Here, the failure of Haffner’s drivers to identify and report an excessive number of fill-ups was not part of the unloading process. Unloading was fully accomplished when the physical process of removing oil from the delivery trucks and placing it as intended into the Cantwell’s storage tank was completed. Furthermore, even if, as Haffner’s maintains, oil would have constantly leaked from the Cantwell’s underground line, including during and after refilling, any such damage was too attenuated from the “use” of the delivery vehicles for it be covered under the policies. While the connection between damages and use need not be as direct as proximate cause, see Bonina v. Marshall, 71 Mass.App.Ct. 904, 905 (2008), an auto policy does not cover all situations where damage would not have occurred “but for” the involvement of the motor vehicle. Id. at 906.See Rischitelli v. Safety Ins. Co., 423 Mass. 703, 704 (1996). As the motion judge correctly ruled, the damage in question here, stemming as it did from an unknown leak beyond the point of delivery, was sufficiently independent from the “use” of the delivery vehicles that it did not result therefrom. See Maryland Cas. Co. v. United Corp. of Mass., 35 F.Supp. 570, 572 (D.Mass.1940).

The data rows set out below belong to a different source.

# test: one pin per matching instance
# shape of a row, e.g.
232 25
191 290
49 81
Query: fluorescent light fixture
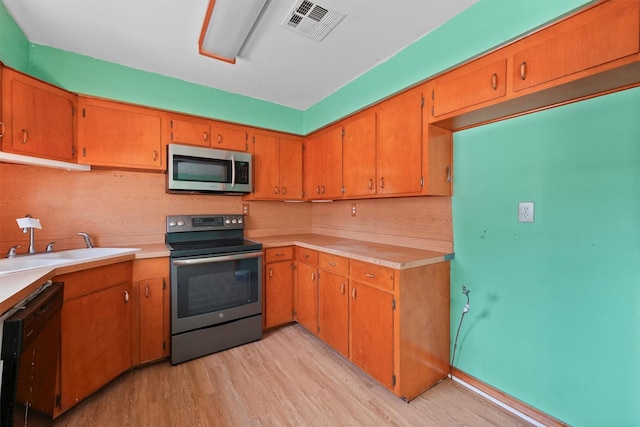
36 161
226 27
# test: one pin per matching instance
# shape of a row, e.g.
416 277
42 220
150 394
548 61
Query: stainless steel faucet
32 247
87 239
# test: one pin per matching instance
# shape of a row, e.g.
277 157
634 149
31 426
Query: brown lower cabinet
394 324
96 330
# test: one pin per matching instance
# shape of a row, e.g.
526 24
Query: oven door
211 290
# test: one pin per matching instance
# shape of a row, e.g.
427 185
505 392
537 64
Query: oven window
216 286
187 168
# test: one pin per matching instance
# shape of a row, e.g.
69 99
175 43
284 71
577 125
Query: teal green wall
555 304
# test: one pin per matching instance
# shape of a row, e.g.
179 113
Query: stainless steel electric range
216 285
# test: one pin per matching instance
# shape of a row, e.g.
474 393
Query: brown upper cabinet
37 118
188 130
113 134
323 164
277 167
359 151
594 37
226 136
469 85
595 51
399 144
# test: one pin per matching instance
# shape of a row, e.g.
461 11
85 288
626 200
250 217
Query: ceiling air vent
312 19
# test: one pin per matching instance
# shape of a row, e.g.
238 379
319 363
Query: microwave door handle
196 261
233 172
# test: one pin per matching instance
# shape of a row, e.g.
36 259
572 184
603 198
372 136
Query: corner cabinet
38 119
96 330
278 286
150 330
113 134
277 167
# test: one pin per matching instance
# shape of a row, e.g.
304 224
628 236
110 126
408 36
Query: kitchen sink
59 259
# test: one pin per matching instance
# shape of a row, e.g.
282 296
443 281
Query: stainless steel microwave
207 170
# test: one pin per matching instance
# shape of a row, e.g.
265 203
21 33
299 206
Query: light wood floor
288 378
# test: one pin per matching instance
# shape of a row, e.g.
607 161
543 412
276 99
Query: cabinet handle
523 70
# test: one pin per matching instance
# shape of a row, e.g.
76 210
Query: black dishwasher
30 350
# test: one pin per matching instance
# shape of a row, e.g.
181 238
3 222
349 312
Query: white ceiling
275 64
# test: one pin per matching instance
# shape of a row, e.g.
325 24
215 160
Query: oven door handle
222 258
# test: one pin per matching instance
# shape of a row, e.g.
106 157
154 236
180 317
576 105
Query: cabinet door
307 296
469 85
400 144
290 169
266 160
38 118
596 36
333 316
371 326
313 167
119 135
359 151
190 131
229 137
96 342
278 293
152 294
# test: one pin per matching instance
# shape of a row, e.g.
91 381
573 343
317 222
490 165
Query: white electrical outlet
525 211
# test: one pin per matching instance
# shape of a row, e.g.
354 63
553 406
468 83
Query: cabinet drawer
375 275
86 282
308 256
334 263
278 254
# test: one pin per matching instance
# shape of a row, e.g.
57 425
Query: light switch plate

This case is plainly distinguishable from LaPointe v. Shelby Mut. Ins. Co., 361 Mass. 558, 562 (1972), upon which Haffner’s relies. In LaPointe, the deliveryman’s connection of a propane gas tank at the wrong location was considered part of the unloading process, because installation of the tank in its intended location was necessary to carry out delivery.
On the view we take of the case, we need not discuss the other issues raised. We have considered all of the arguments made by Haffner’s and discern no reason to disturb the summary judgment decision or the motion judge’s procedural rulings.

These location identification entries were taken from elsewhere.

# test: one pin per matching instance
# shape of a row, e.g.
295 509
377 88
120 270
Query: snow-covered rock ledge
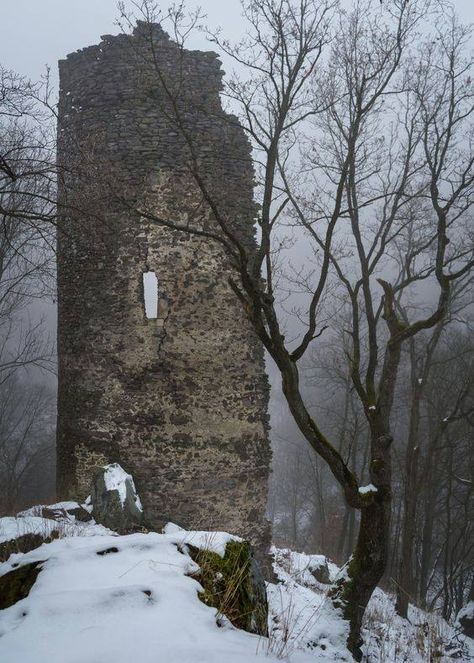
97 596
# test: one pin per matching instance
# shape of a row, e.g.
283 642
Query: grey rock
321 573
117 508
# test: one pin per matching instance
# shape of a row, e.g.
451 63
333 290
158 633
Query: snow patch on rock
116 478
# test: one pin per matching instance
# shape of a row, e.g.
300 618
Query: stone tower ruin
159 368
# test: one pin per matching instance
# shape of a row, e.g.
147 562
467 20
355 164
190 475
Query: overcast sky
36 33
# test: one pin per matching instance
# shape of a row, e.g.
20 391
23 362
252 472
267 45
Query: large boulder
233 584
115 501
17 583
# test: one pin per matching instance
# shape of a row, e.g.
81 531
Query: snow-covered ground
104 598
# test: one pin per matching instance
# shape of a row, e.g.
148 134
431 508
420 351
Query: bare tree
362 145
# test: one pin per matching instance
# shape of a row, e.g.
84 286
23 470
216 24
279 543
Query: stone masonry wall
180 401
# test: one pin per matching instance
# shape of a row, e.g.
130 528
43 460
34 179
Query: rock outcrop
115 501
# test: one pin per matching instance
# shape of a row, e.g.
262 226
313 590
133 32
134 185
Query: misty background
304 505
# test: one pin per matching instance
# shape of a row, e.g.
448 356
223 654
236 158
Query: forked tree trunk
406 588
367 565
368 562
365 570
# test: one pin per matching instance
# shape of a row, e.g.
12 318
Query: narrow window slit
150 294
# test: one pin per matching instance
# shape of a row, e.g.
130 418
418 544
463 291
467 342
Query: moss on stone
233 585
25 543
16 584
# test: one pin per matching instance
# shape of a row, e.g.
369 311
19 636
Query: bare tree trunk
406 585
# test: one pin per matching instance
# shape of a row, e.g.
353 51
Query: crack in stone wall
180 401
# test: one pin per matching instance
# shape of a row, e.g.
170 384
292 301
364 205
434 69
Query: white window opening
150 294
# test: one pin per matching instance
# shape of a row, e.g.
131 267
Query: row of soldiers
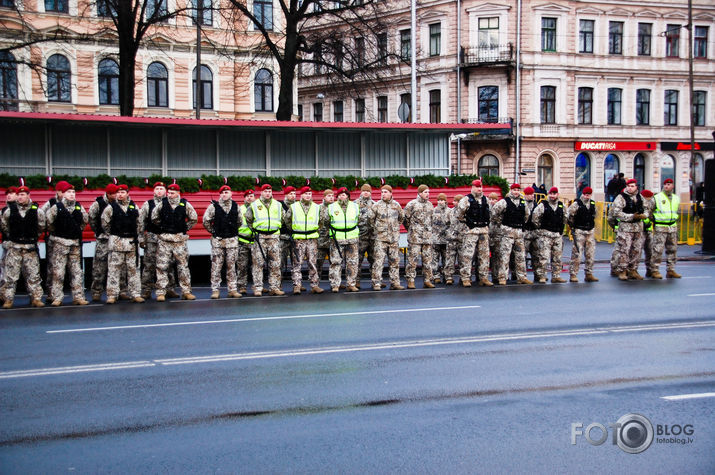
262 233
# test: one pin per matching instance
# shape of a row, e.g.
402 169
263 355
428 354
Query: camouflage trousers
272 249
584 243
349 251
453 257
149 272
62 258
550 249
630 246
167 252
219 255
668 242
414 251
121 265
391 250
100 265
305 249
512 239
27 262
243 262
439 258
470 244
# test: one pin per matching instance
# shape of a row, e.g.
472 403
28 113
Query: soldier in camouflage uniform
628 209
473 210
367 237
342 219
120 221
385 218
265 217
149 241
418 222
221 219
21 223
665 230
582 221
246 245
66 220
510 214
455 236
440 227
550 217
101 249
175 217
303 219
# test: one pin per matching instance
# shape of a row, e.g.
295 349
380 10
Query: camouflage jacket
418 221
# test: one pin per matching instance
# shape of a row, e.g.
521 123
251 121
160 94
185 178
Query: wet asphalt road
449 380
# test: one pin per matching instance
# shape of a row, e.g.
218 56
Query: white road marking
255 319
578 332
680 397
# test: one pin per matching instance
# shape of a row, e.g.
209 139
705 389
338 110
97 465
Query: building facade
586 89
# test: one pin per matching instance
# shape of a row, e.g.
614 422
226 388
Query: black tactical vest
225 224
23 230
68 224
477 215
173 221
124 224
553 220
585 217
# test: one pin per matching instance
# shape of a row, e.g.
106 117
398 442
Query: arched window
8 82
667 168
108 82
206 87
157 80
582 173
639 170
59 79
263 91
488 165
545 172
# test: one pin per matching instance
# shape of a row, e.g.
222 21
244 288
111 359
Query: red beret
60 185
64 187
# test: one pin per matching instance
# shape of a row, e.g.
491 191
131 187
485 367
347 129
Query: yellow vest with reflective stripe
245 234
305 222
267 220
666 210
340 221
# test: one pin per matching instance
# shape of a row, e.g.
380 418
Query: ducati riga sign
607 146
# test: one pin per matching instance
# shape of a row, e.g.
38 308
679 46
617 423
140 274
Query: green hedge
212 182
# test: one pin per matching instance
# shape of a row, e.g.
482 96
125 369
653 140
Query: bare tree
304 39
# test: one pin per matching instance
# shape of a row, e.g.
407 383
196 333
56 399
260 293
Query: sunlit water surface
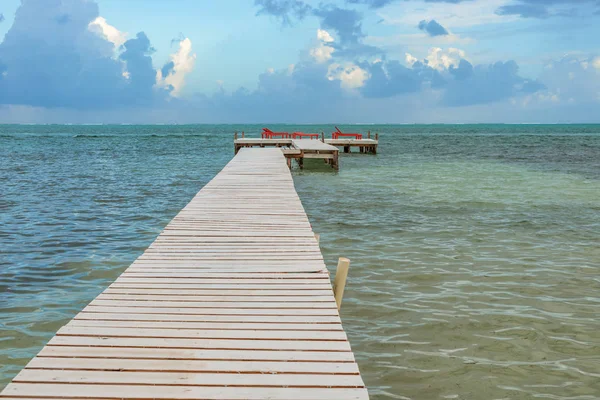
475 249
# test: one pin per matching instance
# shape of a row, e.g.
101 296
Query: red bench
269 134
338 133
300 135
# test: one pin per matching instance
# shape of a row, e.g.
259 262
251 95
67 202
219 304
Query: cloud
346 23
372 3
574 77
64 54
388 79
351 76
458 15
284 10
433 28
173 73
107 31
484 84
525 10
323 51
545 8
442 60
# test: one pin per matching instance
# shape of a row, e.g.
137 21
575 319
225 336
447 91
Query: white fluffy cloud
438 58
351 76
101 27
322 53
453 14
442 60
181 64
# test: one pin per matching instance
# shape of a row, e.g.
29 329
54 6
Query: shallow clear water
475 248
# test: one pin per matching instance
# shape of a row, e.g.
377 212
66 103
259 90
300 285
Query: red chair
269 134
300 135
338 133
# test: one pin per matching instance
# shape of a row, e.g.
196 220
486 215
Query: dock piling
339 284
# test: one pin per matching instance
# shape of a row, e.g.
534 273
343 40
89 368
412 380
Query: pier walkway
232 301
297 149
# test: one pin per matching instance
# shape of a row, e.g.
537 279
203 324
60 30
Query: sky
300 61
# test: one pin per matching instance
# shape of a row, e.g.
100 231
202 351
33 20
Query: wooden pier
364 145
295 149
232 301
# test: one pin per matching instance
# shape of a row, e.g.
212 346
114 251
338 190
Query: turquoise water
475 248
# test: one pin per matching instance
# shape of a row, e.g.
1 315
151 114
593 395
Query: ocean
475 249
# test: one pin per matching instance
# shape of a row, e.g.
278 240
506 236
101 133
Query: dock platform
295 149
232 301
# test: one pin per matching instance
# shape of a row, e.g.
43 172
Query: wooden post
339 283
335 163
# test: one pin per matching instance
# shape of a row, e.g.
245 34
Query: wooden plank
137 316
273 326
213 311
73 352
184 343
196 365
200 334
83 391
188 379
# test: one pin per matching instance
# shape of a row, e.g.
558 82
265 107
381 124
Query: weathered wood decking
297 149
232 301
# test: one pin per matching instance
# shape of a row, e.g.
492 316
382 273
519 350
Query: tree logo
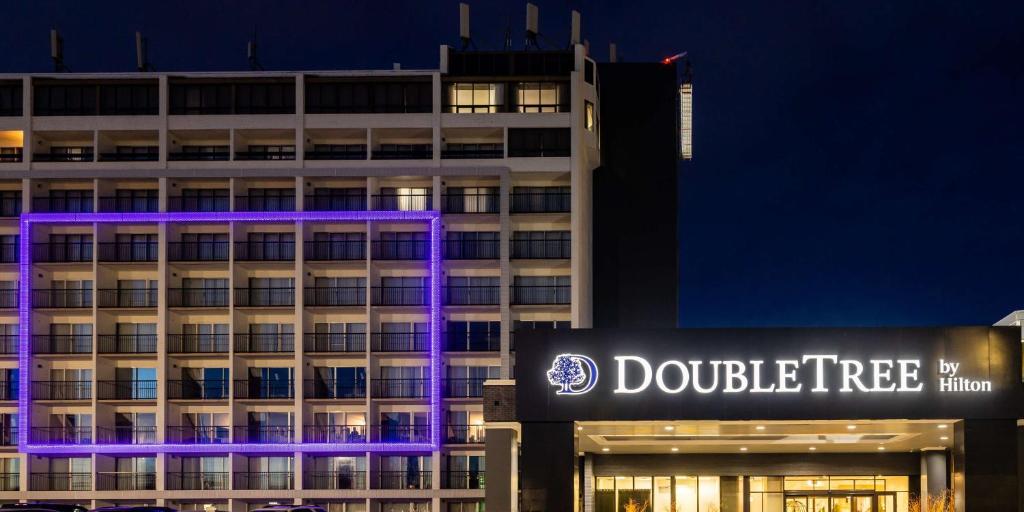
576 374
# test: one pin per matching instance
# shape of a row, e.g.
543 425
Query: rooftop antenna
531 26
251 53
56 51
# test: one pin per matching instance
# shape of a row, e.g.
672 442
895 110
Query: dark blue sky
856 163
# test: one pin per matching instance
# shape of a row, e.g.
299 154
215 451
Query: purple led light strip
25 329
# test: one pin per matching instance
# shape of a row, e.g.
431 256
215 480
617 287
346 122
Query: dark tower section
636 251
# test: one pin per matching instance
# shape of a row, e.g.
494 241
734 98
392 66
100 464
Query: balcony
334 389
401 479
462 479
131 434
549 202
128 252
61 435
400 388
127 390
198 297
464 434
410 250
197 481
264 297
127 343
463 388
61 344
60 481
127 298
198 251
334 433
263 390
263 480
335 251
61 253
202 389
124 480
61 298
400 296
264 251
541 295
264 434
264 343
400 342
408 202
61 390
335 480
334 342
471 295
197 343
335 296
199 434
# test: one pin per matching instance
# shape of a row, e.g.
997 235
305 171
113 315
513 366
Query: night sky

In particular, there is no need to address the parties’ arguments concerning the MCS-90 Endorsement, as that endorsement, like the policy as a whole, provides coverage only for public liability “resulting from negligence in the operation, maintenance or use of motor vehicles….”
Although we reject the arguments made by Haffner’s, we do not consider them to be frivolous. OneBeacon’s request for attorney’s fees, double costs, and interest is denied.
Judgment affirmed.
Mass.App.Ct.,2009.
OneBeacon America Ins. Co. v. Haffner’s Service Stations, Inc.